Baron'un kızına hiç aşık olmadım. Pangloss ile hiç tanışmadım ve sanırım herhangi bir şatodan hiç sürülmedim. Başıma binbir felaket gelmedi mesela; Almanya'da asker olup, Hollanda'da çok büyük aşağılamalara uğramadım, Pangloss'u amansız bir hastalığa yakalanmış olarak bulmadım çünkü hali hazırda onu hiç tanımadım; Portekiz'de bir engizisyon mahkemesinde acımasız bir cezaya çarptırılmadım; adam öldürmedim, Amerika'da yamyam yerliler tarafından yenilmek üzere iken son anda kurtulup; Fransa'da tuzağa düşmedim ve paralarımı çaldırmadım; İtalya'da taçlarını, tahtlarını yitirmiş altı kralın serüvenlerini dinlemedim...

Ammaa, bütün bunların sonucunda hayali tek aşkı olan Cunegonde'e kavuşmak olan, çektiği bütün acıların sonunda ona ulaşmanın bir yolunu arayan ve aslında tüm o acıları bir nevi yok sayan, daha kötüsünün olabileceği fikriyle dolan, her şeyin onun için katlanılabilir olacağına inanan kahramanımız yolun sonunda ne ile karşılaşıyor? İşte bunu biliyorum.
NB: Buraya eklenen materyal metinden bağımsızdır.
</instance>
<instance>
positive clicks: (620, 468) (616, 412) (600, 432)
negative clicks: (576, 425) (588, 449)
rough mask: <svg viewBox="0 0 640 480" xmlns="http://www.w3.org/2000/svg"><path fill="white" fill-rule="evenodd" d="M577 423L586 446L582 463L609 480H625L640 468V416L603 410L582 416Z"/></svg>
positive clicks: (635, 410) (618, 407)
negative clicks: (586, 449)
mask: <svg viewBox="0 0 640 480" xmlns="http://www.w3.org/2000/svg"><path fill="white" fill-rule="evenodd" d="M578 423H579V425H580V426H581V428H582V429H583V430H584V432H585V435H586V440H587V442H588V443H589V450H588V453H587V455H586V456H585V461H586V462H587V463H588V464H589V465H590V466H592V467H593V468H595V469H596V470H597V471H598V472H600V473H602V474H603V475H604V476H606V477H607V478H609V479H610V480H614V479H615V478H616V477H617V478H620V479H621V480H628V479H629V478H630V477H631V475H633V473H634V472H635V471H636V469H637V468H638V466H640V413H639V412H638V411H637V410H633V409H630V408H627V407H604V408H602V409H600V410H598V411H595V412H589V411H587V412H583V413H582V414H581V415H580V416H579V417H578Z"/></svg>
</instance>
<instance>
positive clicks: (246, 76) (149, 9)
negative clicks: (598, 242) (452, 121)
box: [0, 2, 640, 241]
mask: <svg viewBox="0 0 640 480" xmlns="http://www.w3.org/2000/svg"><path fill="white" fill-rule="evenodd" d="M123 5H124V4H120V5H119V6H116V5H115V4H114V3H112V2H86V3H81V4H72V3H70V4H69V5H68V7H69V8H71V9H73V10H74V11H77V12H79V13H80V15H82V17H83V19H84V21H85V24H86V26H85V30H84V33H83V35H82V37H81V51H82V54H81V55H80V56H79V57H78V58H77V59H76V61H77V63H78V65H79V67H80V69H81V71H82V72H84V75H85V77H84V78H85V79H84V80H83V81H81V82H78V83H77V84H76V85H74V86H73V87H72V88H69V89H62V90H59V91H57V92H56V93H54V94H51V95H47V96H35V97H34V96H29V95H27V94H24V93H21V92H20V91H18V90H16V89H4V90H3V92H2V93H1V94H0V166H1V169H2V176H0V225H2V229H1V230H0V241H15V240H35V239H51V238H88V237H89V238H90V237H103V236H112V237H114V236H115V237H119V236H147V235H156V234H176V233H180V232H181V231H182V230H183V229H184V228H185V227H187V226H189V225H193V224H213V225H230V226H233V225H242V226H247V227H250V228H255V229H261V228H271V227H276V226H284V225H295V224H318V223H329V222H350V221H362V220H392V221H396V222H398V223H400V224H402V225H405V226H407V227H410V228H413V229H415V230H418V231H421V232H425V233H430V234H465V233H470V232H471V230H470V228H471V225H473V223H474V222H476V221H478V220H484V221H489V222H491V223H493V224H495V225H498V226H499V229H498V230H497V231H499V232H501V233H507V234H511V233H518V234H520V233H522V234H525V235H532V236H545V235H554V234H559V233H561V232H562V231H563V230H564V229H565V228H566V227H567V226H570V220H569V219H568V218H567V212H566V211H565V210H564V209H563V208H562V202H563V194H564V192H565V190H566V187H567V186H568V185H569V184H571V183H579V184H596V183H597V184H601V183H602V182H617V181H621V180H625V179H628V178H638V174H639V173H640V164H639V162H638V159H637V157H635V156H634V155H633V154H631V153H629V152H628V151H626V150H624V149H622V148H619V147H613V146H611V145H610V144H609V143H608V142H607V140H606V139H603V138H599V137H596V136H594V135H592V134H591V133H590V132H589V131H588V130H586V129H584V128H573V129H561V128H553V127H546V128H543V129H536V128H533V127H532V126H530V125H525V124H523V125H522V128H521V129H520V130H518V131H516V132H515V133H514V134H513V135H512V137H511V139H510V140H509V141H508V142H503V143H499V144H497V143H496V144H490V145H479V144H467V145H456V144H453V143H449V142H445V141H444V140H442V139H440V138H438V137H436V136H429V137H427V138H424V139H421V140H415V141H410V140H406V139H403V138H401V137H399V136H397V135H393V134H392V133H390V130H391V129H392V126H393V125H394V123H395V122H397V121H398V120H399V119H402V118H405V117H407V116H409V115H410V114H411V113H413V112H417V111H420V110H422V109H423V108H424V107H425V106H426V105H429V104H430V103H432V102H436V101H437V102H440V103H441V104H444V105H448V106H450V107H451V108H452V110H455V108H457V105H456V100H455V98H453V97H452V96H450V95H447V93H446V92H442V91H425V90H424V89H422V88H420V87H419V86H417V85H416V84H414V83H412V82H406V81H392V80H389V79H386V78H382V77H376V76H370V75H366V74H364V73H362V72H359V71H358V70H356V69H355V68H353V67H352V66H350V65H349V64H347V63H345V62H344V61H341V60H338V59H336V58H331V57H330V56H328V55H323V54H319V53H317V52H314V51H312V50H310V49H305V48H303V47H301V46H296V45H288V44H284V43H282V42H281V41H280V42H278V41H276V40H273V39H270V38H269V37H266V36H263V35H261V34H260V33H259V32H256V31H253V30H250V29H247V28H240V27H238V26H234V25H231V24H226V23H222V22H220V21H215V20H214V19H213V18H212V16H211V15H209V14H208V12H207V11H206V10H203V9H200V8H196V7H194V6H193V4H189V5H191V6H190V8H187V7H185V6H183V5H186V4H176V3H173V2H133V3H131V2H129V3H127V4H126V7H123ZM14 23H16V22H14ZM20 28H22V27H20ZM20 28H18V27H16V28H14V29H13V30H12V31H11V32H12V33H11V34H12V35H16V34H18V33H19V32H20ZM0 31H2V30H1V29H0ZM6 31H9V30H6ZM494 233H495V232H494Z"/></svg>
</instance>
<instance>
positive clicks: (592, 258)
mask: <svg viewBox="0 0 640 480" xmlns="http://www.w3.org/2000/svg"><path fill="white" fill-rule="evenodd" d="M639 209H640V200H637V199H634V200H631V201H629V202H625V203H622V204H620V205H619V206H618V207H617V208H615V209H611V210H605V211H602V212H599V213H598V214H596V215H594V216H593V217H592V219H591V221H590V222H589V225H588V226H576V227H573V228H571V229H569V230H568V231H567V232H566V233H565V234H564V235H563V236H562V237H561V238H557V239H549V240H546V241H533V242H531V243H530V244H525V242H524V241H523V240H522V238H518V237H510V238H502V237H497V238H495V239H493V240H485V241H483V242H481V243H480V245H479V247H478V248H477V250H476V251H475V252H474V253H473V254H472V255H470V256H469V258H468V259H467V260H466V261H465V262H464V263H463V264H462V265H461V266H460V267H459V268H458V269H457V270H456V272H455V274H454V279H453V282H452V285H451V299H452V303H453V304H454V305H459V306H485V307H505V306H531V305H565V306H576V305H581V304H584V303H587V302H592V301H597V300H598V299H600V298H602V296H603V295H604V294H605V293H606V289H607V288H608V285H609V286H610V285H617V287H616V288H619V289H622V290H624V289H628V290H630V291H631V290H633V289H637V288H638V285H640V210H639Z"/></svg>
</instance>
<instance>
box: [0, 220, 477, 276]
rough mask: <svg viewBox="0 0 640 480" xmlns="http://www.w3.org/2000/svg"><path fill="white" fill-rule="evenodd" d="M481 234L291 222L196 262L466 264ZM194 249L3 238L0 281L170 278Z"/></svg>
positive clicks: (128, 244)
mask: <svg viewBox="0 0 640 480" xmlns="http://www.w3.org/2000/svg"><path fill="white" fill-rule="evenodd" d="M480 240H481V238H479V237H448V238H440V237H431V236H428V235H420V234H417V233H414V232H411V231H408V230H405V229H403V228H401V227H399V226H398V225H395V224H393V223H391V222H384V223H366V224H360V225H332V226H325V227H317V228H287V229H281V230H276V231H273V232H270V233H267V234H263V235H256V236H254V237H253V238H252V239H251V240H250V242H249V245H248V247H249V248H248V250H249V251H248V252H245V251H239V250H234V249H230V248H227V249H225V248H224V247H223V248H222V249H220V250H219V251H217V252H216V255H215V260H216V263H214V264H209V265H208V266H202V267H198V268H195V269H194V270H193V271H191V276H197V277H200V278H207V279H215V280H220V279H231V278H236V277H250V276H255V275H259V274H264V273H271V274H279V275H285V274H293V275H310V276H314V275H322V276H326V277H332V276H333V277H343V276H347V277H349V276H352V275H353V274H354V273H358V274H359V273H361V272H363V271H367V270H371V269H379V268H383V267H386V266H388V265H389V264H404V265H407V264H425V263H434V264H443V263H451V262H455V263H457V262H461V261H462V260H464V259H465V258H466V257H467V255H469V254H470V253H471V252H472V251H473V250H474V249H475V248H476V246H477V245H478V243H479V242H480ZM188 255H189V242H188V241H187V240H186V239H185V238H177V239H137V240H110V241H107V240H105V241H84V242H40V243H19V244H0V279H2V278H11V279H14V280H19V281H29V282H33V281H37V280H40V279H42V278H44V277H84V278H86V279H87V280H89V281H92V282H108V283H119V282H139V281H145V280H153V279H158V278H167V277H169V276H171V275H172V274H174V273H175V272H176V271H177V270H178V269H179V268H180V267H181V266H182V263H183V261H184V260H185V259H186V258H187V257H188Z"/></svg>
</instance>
Cunegonde'e kavuştuğunda ne görüyor?

Hiç.

Nasıl olacak?

Şatodan mı sürülmeli, felaketleri mi beklemeli, büyük aşağılanmalara mı maruz kalmalı, hastalanmalı mı, acımasız cezalara mı çarptırılmalı, hayati tehlikeler mi atlatmalı?

Tüm hayatını bir hayalin peşinde harcamak bir seçenek. Ben ise böcek olmayı tercih ederim. Keşke Gregor olsam. Çoğu zaman.